The facilities have been buying massive amounts of PPE and, in some cases, spending more to retain staff. If a staff member takes off work because they are sick or concerned about getting sick, facilities can call a traveling nurse service, which comes at a greater expense.
“You have to do anything possible to maintain staff. You have to provide care. If that means you pay twice, you pay twice. Also getting overtime, creating bonuses. Staff costs are really high right now,” he said.
More than 400 members of nursing home staff have died from the coronavirus as of June, and 34,000 have been infected.
Boesen said restructuring current aid programs could help the facilities out.
“There’s an existing loan program that long-term health care facilities can use for extraordinary expenses during construction, so we’re trying to change it and say we have extraordinary expenses that are COVID-related,” he said.
The program is through HUD, and Boesen said the agency has been responsive and supportive of the change.
While his work lobbying the FHA has stepped up during the coronavirus, his annual “Big Lebowski”-themed concert, which had been slated for May, was canceled amid Washington, D.C.’s social distancing restrictions.
For the concert, a 19-person band gets into character and performs the cult film’s Creedence Clearwater Revival-heavy soundtrack while the movie plays in the background and food and drinks connected to it are served.
The show has been rescheduled for September at the Pearl Street Warehouse at The Wharf, but Boesen isn’t fully convinced it will happen.
“We just don’t know if it makes any sense,” he said.
Not that he has much free time on his hands these days. Another issue of rising importance for nursing homes during the pandemic is liability protections, which Senate Republicans, the White House and the business community have been pushing for across numerous industries.
“One of the big issues of course is, who will receive protection,” he said. “Our question is who does it cover?
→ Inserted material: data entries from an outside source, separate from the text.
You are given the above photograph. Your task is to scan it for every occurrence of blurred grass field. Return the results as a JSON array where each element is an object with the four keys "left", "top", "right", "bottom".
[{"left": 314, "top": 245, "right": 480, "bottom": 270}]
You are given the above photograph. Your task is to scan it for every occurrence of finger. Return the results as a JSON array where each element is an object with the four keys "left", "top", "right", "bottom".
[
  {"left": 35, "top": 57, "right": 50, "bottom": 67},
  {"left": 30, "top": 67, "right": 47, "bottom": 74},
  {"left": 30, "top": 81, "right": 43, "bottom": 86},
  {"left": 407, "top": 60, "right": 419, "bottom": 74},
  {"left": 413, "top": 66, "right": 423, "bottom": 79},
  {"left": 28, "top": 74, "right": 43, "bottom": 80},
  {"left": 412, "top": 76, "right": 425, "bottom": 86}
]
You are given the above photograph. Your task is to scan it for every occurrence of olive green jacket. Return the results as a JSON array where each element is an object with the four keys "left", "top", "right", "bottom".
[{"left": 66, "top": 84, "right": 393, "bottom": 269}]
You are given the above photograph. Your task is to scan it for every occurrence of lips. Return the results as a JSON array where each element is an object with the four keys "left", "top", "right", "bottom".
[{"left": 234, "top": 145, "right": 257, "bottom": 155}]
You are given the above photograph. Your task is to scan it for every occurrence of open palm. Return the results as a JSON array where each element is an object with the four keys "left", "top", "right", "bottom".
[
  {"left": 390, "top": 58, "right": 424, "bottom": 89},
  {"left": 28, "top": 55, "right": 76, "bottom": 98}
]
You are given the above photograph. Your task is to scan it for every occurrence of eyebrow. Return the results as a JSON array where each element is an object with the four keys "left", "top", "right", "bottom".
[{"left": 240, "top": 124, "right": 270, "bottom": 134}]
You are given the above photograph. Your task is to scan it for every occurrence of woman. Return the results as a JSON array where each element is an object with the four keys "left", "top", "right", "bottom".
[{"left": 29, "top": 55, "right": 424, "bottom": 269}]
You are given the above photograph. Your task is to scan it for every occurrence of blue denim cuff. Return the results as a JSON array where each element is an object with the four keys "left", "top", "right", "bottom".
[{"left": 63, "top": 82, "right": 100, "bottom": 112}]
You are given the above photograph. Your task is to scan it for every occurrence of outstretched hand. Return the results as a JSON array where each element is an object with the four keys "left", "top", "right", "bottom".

A lot of folks say, well if it covers doctors, nurses and hospitals, are we OK? Some folks say, for assisted living, it’s not necessary.”
But Boesen argues that in cases where the facility acted responsibility and someone still contracted coronavirus, they should be protected.
“There’s no way to explain to someone suffering from Alzheimer’s that they have to maintain social distancing,” he said.
Lobbying itself has of course also changed significantly in the age of the coronavirus, and Boesen eagerly awaits a return to a more in-person Washington.
“Working with members, I like doing over the phone,” he said. “But working with staff — you can’t go to the Capitol Lounge and get a beer and say, ‘What are we going to do about this bill?’ It’s more formal and awkward now.”
He also hopes to return to rehearsing with the multiple bands he’s in, even if they can’t perform.
He is part of an eight-person ska band, Free Lobster Buffet, and this period has been the longest break from playing together they’ve had in the band’s 14 years.
Boesen, a New Mexico native, first interned in D.C. with then-Minnesota Sen. David Durenberger (R) in 1991. He later worked for what was then the House Banking Committee, as well as the Senate Indian Affairs Committee, and was executive director of the National American Indian Housing Council.
He was an appointee in 2001 for Bush’s HUD parachute team, a group of five appointees tasked with taking over the agency before Senate-confirmed officials came in.
Bush’s HUD Secretary Mel Martinez appointed Boesen to serve as policy adviser on his personal staff before he served at the FHA and then became a lobbyist 2004.
In 2014, Boesen went to a fundraiser for then-Rep. Kyrsten Sinema (D-Ariz.), but he didn’t realize before attending that its theme was “The Big Lebowski,” a movie that was already one of his favorites. And it suited him perfectly because of his resemblance to the main character.
He was inspired as a result later that year to put together the first “Big Lebowski”-themed concert, which Sinema attended.
“As I started to let my hair grow a little bit longer, I started to look like him. I definitely stand out at fundraisers, that’s for damn sure,” he said.